Why Attackers Love DNS
DNS passes through almost every firewall. It's rarely inspected beyond basic filtering. And it's essential for normal network operation, so blocking it entirely isn't an option.
DNS tunneling encodes data in DNS queries — subdomain labels carry the exfiltrated data, TXT records carry command responses. A query to aGVsbG8gd29ybGQ.evil.com looks like noise in a DNS log but is actually a Base64-encoded message. At low volumes, it's virtually undetectable by traditional security tools.
How 1-SEC Detects DNS Abuse
1-SEC's Network Guardian analyzes DNS traffic for indicators of tunneling and DGA activity.
DNS Tunneling Indicators
Tunneling produces distinctive patterns: unusually long subdomain labels, high query volume to a single domain, TXT record requests with encoded payloads, and query patterns that correlate with network activity from a specific host. Each individual indicator is weak. Together, they're conclusive.
Domain Generation Algorithm Detection
DGA malware generates hundreds of pseudo-random domain names per day and queries them all, knowing that the attacker has registered just one or two.
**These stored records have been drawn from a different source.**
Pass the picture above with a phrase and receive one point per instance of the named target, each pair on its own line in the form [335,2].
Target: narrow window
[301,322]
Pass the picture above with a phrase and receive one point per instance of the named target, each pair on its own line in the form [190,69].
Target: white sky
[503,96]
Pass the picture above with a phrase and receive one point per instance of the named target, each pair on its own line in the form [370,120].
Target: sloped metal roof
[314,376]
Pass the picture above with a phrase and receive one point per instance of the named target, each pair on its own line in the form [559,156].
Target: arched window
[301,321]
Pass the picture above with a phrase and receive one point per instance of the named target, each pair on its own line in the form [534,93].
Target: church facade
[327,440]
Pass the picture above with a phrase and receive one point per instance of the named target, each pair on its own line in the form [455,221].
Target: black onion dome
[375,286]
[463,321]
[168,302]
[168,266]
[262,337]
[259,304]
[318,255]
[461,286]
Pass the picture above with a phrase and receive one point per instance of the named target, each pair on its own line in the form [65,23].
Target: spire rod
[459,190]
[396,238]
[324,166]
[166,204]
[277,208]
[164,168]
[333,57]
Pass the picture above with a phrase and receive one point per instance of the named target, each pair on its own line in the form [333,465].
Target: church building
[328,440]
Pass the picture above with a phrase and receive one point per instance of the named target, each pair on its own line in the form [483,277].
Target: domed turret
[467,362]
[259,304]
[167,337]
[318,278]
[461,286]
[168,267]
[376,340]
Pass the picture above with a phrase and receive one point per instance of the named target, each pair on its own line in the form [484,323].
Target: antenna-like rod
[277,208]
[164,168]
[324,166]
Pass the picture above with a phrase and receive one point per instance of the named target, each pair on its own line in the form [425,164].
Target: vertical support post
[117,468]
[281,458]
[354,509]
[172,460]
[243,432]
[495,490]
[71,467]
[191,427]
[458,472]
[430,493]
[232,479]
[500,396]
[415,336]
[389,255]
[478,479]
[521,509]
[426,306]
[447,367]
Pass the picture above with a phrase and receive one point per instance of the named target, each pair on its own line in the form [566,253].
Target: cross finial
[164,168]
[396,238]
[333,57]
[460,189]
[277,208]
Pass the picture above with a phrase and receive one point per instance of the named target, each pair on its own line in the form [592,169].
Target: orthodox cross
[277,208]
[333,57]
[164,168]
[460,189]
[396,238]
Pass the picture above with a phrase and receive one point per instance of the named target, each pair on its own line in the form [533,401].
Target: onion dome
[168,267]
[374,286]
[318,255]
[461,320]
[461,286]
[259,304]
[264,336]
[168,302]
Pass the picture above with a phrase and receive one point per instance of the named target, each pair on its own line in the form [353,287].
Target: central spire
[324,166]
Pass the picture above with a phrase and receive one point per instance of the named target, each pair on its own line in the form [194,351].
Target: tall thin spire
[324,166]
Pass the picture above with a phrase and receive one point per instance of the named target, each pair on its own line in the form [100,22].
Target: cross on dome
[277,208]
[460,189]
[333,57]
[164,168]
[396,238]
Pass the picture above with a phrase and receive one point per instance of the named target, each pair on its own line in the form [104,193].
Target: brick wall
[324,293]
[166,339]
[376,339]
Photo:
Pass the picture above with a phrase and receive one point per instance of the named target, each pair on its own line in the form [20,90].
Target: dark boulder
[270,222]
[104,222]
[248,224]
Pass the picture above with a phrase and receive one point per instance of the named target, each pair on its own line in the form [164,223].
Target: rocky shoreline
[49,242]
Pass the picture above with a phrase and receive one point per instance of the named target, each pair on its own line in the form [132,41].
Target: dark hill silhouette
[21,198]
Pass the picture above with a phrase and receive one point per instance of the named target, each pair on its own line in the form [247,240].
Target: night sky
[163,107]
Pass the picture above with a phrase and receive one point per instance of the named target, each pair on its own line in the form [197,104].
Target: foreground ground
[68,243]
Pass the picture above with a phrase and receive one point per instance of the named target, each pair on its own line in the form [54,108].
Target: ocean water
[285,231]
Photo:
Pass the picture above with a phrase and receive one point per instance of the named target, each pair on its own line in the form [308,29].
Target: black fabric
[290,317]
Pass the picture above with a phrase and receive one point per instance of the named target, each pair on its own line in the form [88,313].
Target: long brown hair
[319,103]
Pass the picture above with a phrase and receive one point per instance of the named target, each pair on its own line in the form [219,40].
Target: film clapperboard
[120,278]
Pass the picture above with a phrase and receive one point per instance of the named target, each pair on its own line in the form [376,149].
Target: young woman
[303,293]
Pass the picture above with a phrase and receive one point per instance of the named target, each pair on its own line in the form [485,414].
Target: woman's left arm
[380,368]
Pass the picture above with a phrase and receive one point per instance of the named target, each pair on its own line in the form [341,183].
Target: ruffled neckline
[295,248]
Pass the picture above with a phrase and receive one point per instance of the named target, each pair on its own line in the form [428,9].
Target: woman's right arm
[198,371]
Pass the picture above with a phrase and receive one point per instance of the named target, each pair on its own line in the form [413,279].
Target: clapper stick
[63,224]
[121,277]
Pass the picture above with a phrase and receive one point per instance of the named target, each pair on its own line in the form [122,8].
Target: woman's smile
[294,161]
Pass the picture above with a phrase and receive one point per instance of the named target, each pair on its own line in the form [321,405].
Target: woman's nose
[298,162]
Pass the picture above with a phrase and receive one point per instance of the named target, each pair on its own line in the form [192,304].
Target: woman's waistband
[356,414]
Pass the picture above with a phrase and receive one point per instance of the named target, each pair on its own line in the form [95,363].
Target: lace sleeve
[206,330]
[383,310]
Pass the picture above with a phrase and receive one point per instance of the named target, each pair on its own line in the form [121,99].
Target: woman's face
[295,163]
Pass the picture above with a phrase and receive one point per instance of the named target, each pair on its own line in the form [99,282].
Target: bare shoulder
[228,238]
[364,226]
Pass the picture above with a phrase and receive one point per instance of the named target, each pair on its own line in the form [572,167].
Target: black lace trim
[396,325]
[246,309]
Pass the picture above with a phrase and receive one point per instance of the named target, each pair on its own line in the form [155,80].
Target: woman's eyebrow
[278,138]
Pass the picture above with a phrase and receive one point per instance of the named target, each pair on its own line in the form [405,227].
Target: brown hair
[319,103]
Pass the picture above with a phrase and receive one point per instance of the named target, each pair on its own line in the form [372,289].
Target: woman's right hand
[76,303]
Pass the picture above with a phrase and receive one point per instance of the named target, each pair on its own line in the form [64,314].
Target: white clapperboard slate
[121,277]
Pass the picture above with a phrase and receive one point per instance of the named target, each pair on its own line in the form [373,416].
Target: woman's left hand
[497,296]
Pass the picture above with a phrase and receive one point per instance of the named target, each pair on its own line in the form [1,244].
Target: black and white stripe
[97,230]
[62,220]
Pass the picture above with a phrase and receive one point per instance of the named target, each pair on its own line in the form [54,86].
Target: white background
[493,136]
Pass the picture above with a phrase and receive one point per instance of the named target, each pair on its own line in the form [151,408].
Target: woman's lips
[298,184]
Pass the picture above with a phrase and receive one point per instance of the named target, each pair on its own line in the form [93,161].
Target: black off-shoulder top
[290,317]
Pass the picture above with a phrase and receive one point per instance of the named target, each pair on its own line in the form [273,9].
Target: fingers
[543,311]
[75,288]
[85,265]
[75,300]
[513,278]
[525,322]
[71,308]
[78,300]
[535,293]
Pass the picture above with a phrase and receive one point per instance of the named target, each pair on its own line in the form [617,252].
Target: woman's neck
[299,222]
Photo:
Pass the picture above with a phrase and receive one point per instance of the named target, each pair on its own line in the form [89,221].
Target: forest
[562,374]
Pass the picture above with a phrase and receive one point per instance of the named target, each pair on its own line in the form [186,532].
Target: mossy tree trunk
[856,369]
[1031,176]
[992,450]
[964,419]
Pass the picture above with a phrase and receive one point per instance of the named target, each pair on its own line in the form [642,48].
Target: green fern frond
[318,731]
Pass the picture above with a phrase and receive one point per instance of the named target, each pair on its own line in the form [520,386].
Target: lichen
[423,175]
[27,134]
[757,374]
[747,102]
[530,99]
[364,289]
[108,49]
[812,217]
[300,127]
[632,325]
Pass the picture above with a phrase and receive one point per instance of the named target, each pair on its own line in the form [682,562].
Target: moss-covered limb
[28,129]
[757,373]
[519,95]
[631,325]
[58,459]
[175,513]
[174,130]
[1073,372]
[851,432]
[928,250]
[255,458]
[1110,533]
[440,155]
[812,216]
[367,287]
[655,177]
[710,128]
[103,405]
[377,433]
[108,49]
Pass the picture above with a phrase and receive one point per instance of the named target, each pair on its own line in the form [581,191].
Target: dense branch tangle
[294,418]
The queries for non-existent domains create a distinctive NXDomain pattern. 1-SEC analyzes domain name entropy and query patterns to distinguish DGA activity from legitimate DNS traffic.
The DNS-over-HTTPS Challenge
DNS over HTTPS (DoH) encrypts DNS traffic, making traditional DNS monitoring blind. This is a legitimate privacy feature that also happens to make DNS tunneling harder to detect.
1-SEC addresses this by monitoring the behavioral indicators of tunneling rather than inspecting DNS content directly — unusual connection patterns to known DoH providers, volume anomalies, and correlation with other suspicious network behavior from the same host.